[The is an excerpt from my new novel — the end of a scene. It’s Susan and Richard’s wedding day, and they’ve been drinking with a close coterie of friends in the Stanford Faculty Club courtyard as the reception winds down.]
But when Susan tried to stand, the combination of her wedding dress’s long, trailing hem and the many downed drinks conspired to take her soggy optimism down a few pegs. She tripped and pitched forward, her half-full glass slipping to the flagstones, where it exploded into dozens of sharp shards with a crash that pierced the clenching muscle of her heart.
The buzz of surrounding conversations paused for a beat, the better to study the embarrassed, bedraggled bride. Then Richard rose and encircled his new wife in his arms. He lifted the lace and charmeuse dragging on the dirty ground out of a puddle of whiskey pooling at her feet, then kissed the top of her head. She was sad to see the brown liquor staining her gown; there was no way it’d ever be pristine again. And she felt foolish for exceeding her limits, for losing control.

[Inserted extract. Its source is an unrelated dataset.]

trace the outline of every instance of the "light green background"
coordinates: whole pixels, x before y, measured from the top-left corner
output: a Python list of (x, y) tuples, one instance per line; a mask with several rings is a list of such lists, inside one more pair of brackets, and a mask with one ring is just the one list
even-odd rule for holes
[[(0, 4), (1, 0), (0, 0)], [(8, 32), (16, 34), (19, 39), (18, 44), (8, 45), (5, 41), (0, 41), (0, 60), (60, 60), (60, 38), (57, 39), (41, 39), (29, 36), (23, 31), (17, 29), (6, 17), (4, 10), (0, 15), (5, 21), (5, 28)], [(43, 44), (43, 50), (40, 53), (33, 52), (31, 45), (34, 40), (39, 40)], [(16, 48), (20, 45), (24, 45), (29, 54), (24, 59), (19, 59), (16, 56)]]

Yet Susan also felt loved and accepted for who she was. Richard tilted her chin up so he could look her in the eye. She met his frank gaze without reservation. In the dark, his pupils were so fully dilated the irises were nearly non-existent, cusps of blue eclipsed by black. Still, a smattering of tiny highlights reflected the glow of a full moon that had risen in the indigo sky, mirroring the broken glass littering the slate. It all glittered like gemstones in the night.
“Leave it to Richard,” Susan thought as her husband leaned in and pressed his warm lips to hers, “to turn destruction to diamonds.”